How AI Is Being Used to Benefit Your Healthcare

The age of artificial intelligence (AI) and machine learning has arrived. And with it, comes the promise to revolutionize healthcare. There are projections that AI in healthcare will become a $188 billion industry worldwide by 2030. But what will that actually look like? How might AI be used in a medical context? And what can you expect from AI when it comes to your own personal healthcare?

Already, healthcare providers, surgeons and researchers are using AI to develop new drugs and treatments, diagnose complex conditions more efficiently and improve patients’ access to critical care — and this is only the beginning.

Our experts share how AI is being used in healthcare systems right now and what we can expect down the line as the innovation and experimentation continues.

What are the benefits of using AI in healthcare and hospitals?

Artificial intelligence describes the use of computers to do certain jobs that once required human intelligence. Examples include recognizing speech, making decisions and translating between different languages.

Machine learning is a branch of AI that focuses on computer programming. It uses extremely large datasets and algorithms to learn how to do complex tasks and solve problems similar to the way a human would.

When used together, AI and machine learning can help us be more efficient and effective than ever before. These tools are being used with thousands of datasets to improve our ability to research various diseases and treatment options. These tools are also used behind the scenes, even before patients arrive onsite for care, to improve the patient experience.

From radiology to neurology, emergency response services, administrative services and beyond, AI is changing the way we take care of ourselves and each other. In many ways, these innovations are forcing us to confront age-old questions: How can we continue to push ourselves to be better at what we already do well? And what’s left to learn as we embrace groundbreaking technology?

“AI is no longer just an interesting idea, but it’s being used in a real-life setting,” says Cleveland Clinic’s Chief Digital Officer Rohit Chandra, PhD. “Today, there’s a decent chance a computer can read an MRI or an X-ray better than a human, so it’s relatively advanced in those use-cases. But then at the other extreme, you’ve got generative AI like ChatGPT and all sorts of cool stuff you hear about in the media that’s fascinating technology, but less mature.
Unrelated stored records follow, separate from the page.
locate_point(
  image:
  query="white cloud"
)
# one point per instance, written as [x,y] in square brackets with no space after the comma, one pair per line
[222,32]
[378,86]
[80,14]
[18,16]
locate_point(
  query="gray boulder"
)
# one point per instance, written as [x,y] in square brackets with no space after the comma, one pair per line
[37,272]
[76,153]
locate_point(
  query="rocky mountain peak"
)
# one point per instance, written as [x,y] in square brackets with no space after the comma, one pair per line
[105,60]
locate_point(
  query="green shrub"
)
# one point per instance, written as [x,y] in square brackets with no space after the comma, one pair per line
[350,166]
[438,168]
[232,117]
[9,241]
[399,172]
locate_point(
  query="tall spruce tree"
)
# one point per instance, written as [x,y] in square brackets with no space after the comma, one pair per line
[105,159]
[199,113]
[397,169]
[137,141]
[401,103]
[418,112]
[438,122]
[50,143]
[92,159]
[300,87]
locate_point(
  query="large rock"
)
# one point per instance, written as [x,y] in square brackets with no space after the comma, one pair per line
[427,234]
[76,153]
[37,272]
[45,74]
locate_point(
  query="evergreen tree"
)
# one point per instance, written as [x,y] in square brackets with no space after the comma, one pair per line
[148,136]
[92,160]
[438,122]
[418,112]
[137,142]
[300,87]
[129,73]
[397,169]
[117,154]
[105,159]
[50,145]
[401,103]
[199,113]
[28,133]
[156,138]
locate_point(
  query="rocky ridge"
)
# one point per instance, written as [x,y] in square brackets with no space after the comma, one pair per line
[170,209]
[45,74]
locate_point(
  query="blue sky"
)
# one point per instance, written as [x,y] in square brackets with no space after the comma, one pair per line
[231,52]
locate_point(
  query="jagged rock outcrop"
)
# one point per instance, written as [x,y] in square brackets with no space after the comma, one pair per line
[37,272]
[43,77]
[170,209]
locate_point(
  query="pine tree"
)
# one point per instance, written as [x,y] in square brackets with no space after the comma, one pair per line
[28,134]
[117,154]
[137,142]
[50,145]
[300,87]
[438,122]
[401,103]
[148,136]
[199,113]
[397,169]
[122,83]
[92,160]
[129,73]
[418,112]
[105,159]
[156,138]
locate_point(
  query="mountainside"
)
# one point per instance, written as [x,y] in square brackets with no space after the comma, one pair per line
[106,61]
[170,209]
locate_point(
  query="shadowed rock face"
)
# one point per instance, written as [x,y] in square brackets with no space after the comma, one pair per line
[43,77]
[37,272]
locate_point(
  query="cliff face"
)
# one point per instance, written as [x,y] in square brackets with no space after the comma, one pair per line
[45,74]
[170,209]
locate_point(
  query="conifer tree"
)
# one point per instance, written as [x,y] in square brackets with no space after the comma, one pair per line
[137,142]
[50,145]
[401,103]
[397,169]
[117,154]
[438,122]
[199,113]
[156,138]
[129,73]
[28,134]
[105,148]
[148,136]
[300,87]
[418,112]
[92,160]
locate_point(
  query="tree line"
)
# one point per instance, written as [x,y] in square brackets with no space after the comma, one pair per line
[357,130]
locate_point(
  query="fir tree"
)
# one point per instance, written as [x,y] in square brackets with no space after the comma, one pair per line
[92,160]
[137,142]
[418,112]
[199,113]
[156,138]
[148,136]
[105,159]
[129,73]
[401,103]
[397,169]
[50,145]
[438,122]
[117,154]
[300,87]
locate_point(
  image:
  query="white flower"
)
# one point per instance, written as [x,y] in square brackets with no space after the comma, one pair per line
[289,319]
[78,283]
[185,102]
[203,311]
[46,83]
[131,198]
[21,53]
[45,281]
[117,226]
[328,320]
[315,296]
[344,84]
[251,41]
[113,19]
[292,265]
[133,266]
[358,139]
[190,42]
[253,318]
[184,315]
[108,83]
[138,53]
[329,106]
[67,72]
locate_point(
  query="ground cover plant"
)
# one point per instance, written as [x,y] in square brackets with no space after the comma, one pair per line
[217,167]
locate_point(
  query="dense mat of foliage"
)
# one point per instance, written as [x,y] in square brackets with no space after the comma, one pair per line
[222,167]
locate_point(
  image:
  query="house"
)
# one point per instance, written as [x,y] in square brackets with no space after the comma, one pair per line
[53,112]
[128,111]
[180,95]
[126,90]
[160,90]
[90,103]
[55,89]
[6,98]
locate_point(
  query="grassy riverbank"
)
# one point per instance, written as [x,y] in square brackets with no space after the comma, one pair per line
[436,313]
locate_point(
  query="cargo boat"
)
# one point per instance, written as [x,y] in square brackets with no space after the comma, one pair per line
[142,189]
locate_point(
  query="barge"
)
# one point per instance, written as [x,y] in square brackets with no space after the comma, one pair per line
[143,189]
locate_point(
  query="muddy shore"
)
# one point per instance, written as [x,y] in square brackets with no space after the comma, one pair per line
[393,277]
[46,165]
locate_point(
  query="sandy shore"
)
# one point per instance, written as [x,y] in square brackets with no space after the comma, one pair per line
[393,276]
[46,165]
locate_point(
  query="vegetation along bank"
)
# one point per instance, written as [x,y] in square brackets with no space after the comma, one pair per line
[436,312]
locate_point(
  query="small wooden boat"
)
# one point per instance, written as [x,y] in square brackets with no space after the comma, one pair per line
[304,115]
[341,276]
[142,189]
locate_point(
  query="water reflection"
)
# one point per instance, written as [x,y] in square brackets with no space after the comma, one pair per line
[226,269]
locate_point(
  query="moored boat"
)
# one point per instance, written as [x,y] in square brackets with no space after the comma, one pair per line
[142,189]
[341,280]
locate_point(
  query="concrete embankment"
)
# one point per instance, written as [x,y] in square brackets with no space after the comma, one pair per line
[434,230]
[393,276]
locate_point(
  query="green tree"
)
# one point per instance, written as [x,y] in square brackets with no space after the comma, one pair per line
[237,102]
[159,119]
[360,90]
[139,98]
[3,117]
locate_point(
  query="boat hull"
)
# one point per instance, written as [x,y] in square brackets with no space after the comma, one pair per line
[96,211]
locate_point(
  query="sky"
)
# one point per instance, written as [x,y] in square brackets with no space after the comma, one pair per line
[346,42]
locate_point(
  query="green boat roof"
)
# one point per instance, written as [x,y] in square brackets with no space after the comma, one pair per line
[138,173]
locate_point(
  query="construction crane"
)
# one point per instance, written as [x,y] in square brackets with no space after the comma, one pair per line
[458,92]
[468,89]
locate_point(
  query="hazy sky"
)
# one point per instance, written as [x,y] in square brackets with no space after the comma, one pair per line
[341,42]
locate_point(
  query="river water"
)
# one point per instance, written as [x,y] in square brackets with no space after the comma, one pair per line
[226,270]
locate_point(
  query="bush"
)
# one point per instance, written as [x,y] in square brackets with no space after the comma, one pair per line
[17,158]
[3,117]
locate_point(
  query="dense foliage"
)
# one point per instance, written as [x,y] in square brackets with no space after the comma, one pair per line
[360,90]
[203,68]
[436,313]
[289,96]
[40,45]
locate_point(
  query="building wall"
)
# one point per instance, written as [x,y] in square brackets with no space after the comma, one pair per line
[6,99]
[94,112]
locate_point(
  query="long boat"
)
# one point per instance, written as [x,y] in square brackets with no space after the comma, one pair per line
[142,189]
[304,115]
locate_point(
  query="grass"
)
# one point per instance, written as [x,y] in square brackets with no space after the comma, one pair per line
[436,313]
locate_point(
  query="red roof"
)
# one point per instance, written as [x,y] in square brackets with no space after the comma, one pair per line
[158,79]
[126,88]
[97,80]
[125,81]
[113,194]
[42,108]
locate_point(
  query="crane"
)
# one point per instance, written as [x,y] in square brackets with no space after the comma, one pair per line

The potential for it is there and it’s also quite promising.”

To that end, Cleveland Clinic has become a founding member of a global effort to create an AI Alliance — an international community of researchers, developers and organizational leaders all working together to develop, achieve and advance the safe and responsible use of AI. The AI Alliance, started by IBM and Meta, now includes over 90 leading AI technology and research organizations to support and accelerate open, safe and trusted generative AI research and development. Cleveland Clinic will lead the effort to accelerate and enhance the ethical use of AI in medical research and patient care.

An example of Cleveland Clinic’s commitment to AI innovation is the Discovery Accelerator, a 10-year strategic partnership between IBM and Cleveland Clinic, focused on accelerating biomedical discovery.

“Biomedical research is changing from a discipline that was once exclusively reliant on experiments in a lab done on a bench with animal models or biological samples to a discipline that involves heavy and fast computational tools,” says the Accelerator’s executive lead and Cleveland Clinic’s Chief Resource Information Officer Lara Jehi, MD.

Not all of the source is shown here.